Certificados de IQ, antidoping y de alcoholemia
El acceso a la función pública en Bolivia está viciado con la exigencia de una serie de requisitos documentales, entre los cuales destacan diversos certificados que supuestamente garantizan la idoneidad de los postulantes. Estos documentos buscan demostrar que el candidato a un escritorio en el aparato estatal no tiene antecedentes penales, no ha cometido delitos contra la mujer, tiene competencia lingüística en idiomas originarios, no tiene deudas con el Estado o goza de buena conducta. Sin embargo, en la práctica, el sistema ha generado cuestionamientos profundos tanto en términos de su utilidad como de su transparencia. Siempre me he preguntado si estos certificados son una herramienta eficaz para mejorar la calidad del servicio público. Ya no me cabe duda de que se han convertido en meras formalidades cuyo propósito real es distinto al declarado. Por ejemplo, sobran los funcionarios que tienen un certificado que avala su dominio del idioma quechua, pero a la hora de la verdad sufren trastornos mentales al pronunciar palabras tan básicas, que parecen simples balbuceos guturales.
A primera vista, estos certificados pretenden asegurar que los servidores públicos sean personas moralmente intachables, competentes y alineadas con los valores constitucionales del plurinacionalismo. A pesar de las intenciones detrás de estos certificados, en la práctica han surgido múltiples denuncias sobre la manera en que se obtienen. En muchos casos, se rumorea que los certificados prácticamente “se venden”, sin importar si el contenido del documento es verídico o no.

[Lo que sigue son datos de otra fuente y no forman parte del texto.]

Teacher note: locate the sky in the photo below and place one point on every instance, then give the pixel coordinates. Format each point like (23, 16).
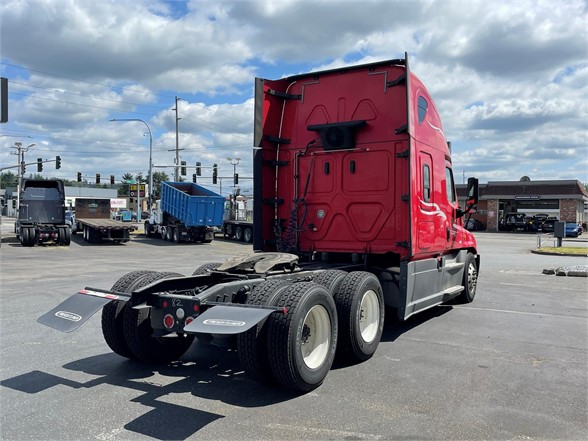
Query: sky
(509, 78)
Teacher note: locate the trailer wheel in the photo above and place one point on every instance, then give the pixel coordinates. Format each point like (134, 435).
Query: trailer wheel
(138, 331)
(252, 344)
(470, 280)
(176, 235)
(248, 235)
(302, 341)
(360, 308)
(27, 237)
(113, 317)
(206, 268)
(63, 236)
(331, 279)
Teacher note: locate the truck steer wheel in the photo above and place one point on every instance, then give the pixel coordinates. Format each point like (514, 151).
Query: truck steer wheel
(113, 318)
(360, 308)
(138, 331)
(248, 235)
(470, 280)
(252, 344)
(302, 341)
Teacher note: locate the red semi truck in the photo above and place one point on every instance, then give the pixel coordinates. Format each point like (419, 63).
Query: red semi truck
(355, 210)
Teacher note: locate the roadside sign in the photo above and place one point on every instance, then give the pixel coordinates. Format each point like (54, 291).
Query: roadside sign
(133, 190)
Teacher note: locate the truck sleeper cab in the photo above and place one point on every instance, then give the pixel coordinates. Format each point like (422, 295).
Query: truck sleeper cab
(355, 209)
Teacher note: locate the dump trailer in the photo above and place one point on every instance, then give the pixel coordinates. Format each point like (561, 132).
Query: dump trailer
(94, 221)
(355, 210)
(186, 212)
(238, 219)
(41, 213)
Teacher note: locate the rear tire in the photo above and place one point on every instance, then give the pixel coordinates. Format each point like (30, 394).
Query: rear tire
(302, 341)
(113, 316)
(138, 331)
(252, 344)
(360, 308)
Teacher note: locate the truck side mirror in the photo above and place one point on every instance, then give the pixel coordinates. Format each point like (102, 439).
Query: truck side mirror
(473, 195)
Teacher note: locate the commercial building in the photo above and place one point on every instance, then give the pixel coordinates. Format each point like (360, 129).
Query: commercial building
(565, 200)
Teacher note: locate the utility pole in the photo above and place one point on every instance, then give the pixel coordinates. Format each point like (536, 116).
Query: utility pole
(20, 151)
(177, 160)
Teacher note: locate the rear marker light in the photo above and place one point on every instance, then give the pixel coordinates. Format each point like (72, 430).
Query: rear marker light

Esto pone en tela de juicio el verdadero valor de estos documentos, que más que garantizar la calidad del servicio público, parecen haberse convertido en un lucrativo negocio para ciertas instituciones del Estado y una fuente ilegítima de ingresos fiscales. Los funcionarios y ciudadanos ven este trámite como un simple paso burocrático que, con el pago por delante o la coima por detrás, puede agilizarse sin mayor comprobación. Esta corrupción sistémica debilita el propósito inicial de los certificados que han sido creados como instrumentos de control y confianza.
Evo Morales, en su reciente “marcha forzada hacia La Paz” para habilitarse como candidato, ha acusado a ciertos ministros de ser drogadictos (les dijo “drogos”), entre tanto unos diputados azules se acusaron entre sí de ser alcohólicos. No tardaron los ministros y los diputados en acudir a los laboratorios para obtener certificados negativos sobre consumo de drogas y alcohol. Esta anécdota ridícula ya debió inyectar en los facilitadores de la maldita burocracia boliviana la idea de exigir, en el futuro inmediato, certificados antidoping y de alcoholemia para los funcionarios públicos.

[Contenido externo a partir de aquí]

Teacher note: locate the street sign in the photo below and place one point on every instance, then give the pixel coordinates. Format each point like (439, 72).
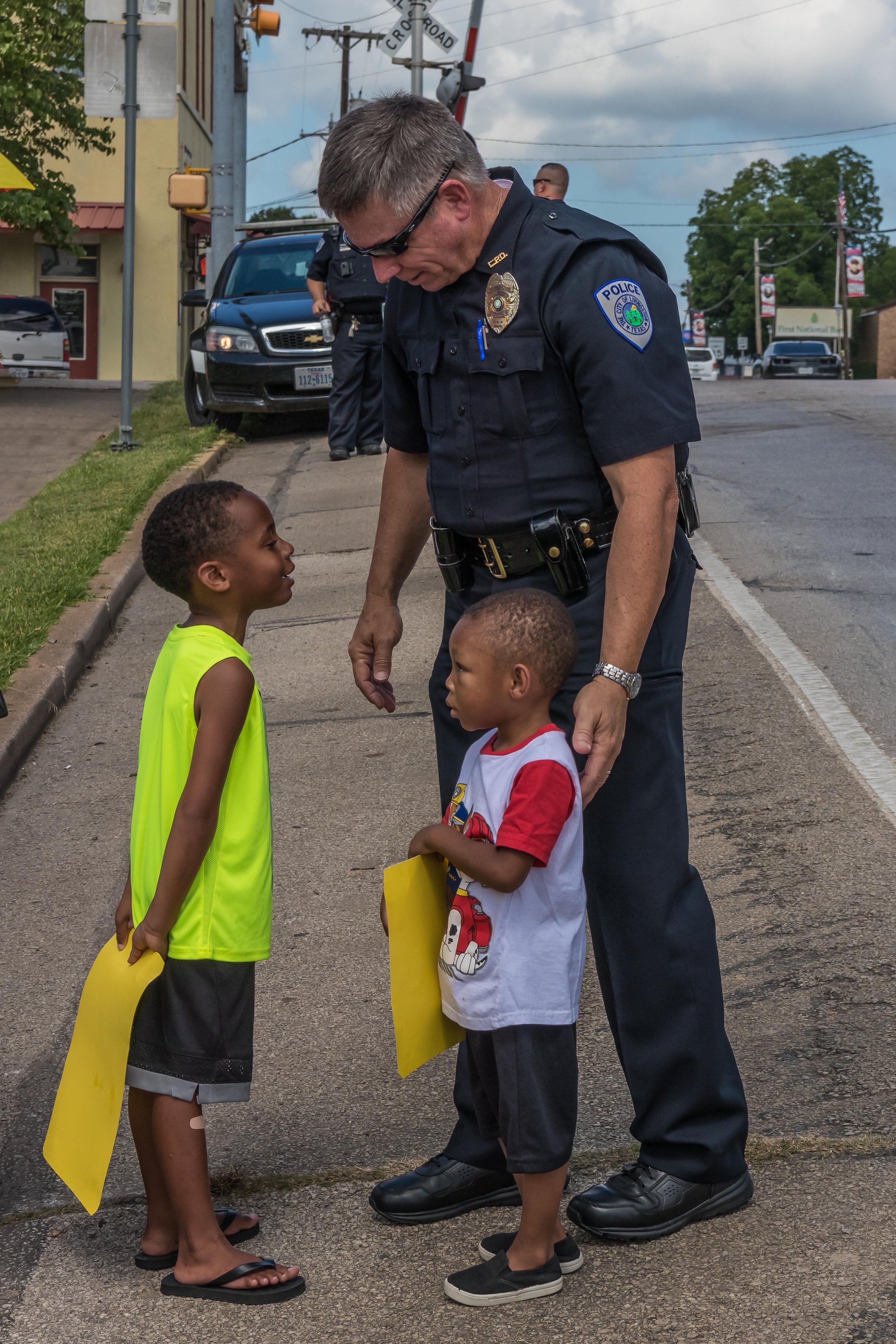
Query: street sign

Ante esta farsa consensuada entre Evo Morales, los ministros y diputados, se me ocurrió una idea irónica pero que puede convencer a mis lectores. Para profundizar la calidad del servicio público y perpetuar la dependencia de estos malditos certificados, ¿por qué no crear un certificado de coeficiente intelectual (más conocido universalmente por su sigla IQ)? Este certificado, propuesto de manera sarcástica, podría ser un filtro adicional para evaluar la capacidad cognitiva de los servidores públicos. En un país con medio millón de burócratas, sobran las evidencias de que una gran parte de ellos sufren de “ignorancia e incultura” incuestionables.
La propuesta de un certificado de IQ pondría de relieve una preocupación sobre la falta de capacitación e idoneidad adecuada entre los funcionarios. Más allá de los documentos que comprueban la ausencia de antecedentes penales o problemas personales, la realidad es que un servicio público de calidad depende, en gran medida, de la formación y competencias reales de sus empleados.
Los certificados exigidos para ejercer la función pública en Bolivia han perdido gran parte de su propósito original y, en lugar de ser herramientas de control de calidad, se han convertido en un reflejo de los problemas de financiamiento del aparato burocrático. Mientras la burocracia siga alimentando la corrupción, y los certificados sean sólo trámites superficiales, el servicio público continuará sufriendo de deficiencias que afectan directamente a los ciudadanos. Sólo una reforma integral, que vaya más allá de los papeles y se enfoque en la verdadera capacidad de los funcionarios, podrá garantizar un Estado más eficiente.